NARAKITA, JAKARTA – Menteri Kesehatan Budi Gunadi Sadikin kini menghadapi tekanan politik dan publik yang makin menguat. Serangkaian pernyataan dan kebijakan kontroversial telah menempatkan posisinya dalam situasi krisis, hingga muncul tuntutan terbuka agar Presiden Prabowo Subianto segera mencopotnya dari jabatan Menkes.
Sorotan tajam datang dari kalangan akademisi kedokteran sendiri. Ketua Ikatan Alumni FKUI, Wawan Mulyawan, secara tegas meminta Presiden mengambil langkah tegas mengganti Menkes yang dianggap telah melewati batas. Seruan ini disampaikan langsung di Gedung FKUI Salemba, Jakarta, dan menjadi isyarat keras bahwa kepercayaan dari komunitas medis terhadap Budi telah menipis.
Rentetan kontroversi bermula dari pernyataan Budi yang dinilai menunjukkan loyalitas pribadi di luar garis konstitusi. Saat berkunjung ke rumah Presiden ke-7 Joko Widodo, ia menyebut Jokowi masih sebagai “bosnya”, meski kini ia secara resmi menjabat di bawah pemerintahan Presiden Prabowo. Ucapan itu dianggap tidak etis dan menciptakan kebingungan publik terhadap struktur pemerintahan.

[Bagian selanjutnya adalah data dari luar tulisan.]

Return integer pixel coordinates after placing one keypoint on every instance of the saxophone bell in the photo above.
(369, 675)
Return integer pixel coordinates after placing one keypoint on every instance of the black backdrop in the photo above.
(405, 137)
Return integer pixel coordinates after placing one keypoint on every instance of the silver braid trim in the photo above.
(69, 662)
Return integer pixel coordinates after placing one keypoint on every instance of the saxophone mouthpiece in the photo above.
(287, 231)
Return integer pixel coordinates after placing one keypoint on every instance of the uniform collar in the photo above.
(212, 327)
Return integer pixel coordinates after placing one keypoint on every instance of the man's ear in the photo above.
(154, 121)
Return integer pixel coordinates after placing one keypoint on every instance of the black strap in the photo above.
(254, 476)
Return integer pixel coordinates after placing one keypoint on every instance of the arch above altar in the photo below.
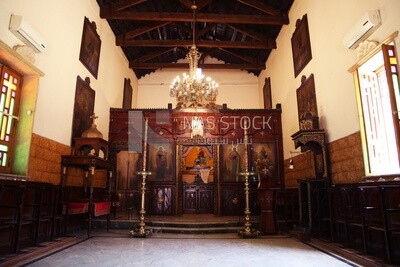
(198, 156)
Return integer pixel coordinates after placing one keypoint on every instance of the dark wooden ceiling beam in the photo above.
(205, 30)
(123, 4)
(248, 59)
(261, 6)
(107, 13)
(199, 43)
(255, 35)
(154, 54)
(200, 4)
(135, 65)
(140, 31)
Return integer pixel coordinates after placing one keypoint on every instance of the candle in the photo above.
(145, 144)
(246, 159)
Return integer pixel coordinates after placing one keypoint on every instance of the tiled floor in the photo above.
(117, 248)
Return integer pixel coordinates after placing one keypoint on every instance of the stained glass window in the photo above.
(9, 101)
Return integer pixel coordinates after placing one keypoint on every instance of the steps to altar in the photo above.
(185, 224)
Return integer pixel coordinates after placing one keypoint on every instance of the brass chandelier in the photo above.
(194, 90)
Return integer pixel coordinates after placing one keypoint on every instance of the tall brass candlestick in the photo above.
(247, 231)
(146, 126)
(141, 230)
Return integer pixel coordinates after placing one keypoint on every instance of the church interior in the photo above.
(201, 133)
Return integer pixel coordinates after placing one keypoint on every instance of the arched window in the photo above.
(377, 88)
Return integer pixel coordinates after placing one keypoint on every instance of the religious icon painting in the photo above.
(90, 47)
(301, 46)
(160, 161)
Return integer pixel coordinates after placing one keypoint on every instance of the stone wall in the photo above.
(346, 159)
(45, 163)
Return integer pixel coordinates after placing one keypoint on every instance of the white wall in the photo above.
(60, 23)
(238, 89)
(328, 23)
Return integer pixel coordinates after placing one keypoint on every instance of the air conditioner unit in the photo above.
(362, 29)
(25, 32)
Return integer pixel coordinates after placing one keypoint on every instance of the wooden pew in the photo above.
(11, 196)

Tak lama setelah itu, Budi kembali menjadi sorotan dalam forum “Double Check” di Jakarta. Dalam pernyataannya, ia menyebut bahwa orang dengan penghasilan Rp15 juta per bulan lebih sehat dan lebih cerdas dibanding mereka yang bergaji Rp5 juta. Pernyataan itu dianggap merendahkan dan mengabaikan fakta sosial, di mana akses terhadap kesehatan sering kali tidak berbanding lurus dengan besarnya pendapatan.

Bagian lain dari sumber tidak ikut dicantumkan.